Harmon, the Killer, the Fat Kid, Brew, the guy who I once heard a fan behind me in Kansas City say, "Killebrew's on deck, squeezing his bat into sawdust" announced on Friday he was entering hospice care and giving up any treatment for his esophageal cancer. Goddamn. How can he die? He's only 74. He's the freaking epitome' of what kids should look up to as a sports hero. And he's dying of a horrific disease. Meanwhile, these pricks who make up today's sports leagues carry on with their self indulgent, egomaniacal, shitty behavior and get rewarded for it. Life sucks sometimes. It makes me wonder.

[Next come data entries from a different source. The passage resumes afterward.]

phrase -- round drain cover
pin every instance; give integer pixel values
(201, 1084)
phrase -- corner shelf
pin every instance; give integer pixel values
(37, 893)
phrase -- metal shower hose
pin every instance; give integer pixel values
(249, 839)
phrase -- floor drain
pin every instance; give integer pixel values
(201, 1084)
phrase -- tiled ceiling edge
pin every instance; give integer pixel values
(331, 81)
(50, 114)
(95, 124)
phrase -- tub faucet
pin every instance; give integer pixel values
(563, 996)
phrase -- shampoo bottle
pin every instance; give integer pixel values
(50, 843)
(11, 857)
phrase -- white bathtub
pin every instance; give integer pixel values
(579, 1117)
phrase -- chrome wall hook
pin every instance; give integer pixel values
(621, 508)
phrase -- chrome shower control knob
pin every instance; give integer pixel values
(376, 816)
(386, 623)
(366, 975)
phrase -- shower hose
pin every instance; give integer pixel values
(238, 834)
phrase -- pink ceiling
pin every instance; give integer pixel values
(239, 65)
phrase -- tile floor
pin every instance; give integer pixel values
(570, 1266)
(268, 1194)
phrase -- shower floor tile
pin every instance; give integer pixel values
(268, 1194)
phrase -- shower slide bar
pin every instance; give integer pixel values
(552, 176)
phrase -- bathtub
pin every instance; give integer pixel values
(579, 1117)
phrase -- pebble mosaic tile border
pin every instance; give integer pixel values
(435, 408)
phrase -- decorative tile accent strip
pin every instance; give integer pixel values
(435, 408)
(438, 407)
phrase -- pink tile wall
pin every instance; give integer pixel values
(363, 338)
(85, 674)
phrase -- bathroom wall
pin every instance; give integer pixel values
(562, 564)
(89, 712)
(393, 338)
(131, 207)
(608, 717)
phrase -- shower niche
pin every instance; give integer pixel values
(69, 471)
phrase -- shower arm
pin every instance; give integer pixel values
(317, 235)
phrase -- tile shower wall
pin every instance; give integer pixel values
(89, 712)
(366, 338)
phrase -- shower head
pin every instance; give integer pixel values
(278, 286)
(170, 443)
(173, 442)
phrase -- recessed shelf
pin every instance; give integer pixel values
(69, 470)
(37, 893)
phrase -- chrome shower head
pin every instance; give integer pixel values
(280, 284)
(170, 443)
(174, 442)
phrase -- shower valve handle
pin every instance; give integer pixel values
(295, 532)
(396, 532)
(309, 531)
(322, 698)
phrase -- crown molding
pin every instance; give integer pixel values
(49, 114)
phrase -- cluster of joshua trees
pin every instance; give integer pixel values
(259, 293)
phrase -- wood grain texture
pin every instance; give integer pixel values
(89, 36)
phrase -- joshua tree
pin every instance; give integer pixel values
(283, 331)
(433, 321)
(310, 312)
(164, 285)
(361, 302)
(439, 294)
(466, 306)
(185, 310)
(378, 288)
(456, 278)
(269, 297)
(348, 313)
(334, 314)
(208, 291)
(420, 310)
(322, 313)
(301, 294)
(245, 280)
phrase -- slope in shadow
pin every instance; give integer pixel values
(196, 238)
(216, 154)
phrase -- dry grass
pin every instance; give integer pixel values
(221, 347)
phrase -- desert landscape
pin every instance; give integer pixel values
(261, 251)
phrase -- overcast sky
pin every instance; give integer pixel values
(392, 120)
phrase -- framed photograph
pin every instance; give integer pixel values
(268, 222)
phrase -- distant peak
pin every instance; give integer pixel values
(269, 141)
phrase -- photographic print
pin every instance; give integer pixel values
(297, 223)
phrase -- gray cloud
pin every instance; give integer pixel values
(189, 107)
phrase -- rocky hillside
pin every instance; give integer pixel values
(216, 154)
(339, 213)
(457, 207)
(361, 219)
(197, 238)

Who doesn't love Harmon Killebrew? I remember arguing with friends about his Hall Of Fame credentials. They thought he was Dave Kingman, I though he was the second coming of Babe Ruth. I won. He got in to the Hall easily. He gave a humbling speech in which he thanked one of his sons, who had gone down a bad path. Who does that? He does.
Two thing caused me to drift from the Minnesota Twins in the 70's and the 80's. One was that Dome as I have said. But the other was my refusal to forgive Cal Griffith for shipping Harmon Killebrew off to Kansas City to play the last year of his career as a DH. I even drove to KC twice that summer to hopefully fulfill my goal of seeing him hit a smashing home run. But The Killer was 40, and slower than ever, and a shell of his former self. He grounded out everytime I saw him hit in that last season in KC as a Royal. Why, Cal? Why would you do that to your greatest player? The Royals were good, you sucked. Would he have really hurt you stagger to a worse than 76-83 record that year? He retired after that season, as a Royal? Good god. That's blasphemy, Cal.
Now we will all say goodbye to Harmon Killebrew. The best Twin ever. In all ways. Maybe the best ball player ever, in some ways. When The Brew gets to wherever it is we go after death, I hope Calvin Griffith says sorry. But knowing Harmon, he would say no need, Cal. You did what you thought best. Harmon is like that.
My Dad had this cancer. It 'aint fun not being able to swallow. It's painful. Hospice is the end. Both of my parents were in hospice before they passed. The saints who work there will make the end comfortable for the Killer. And judging from what I know about this great hero of mine, he will make it comfortable for them. I'm going to go cry now.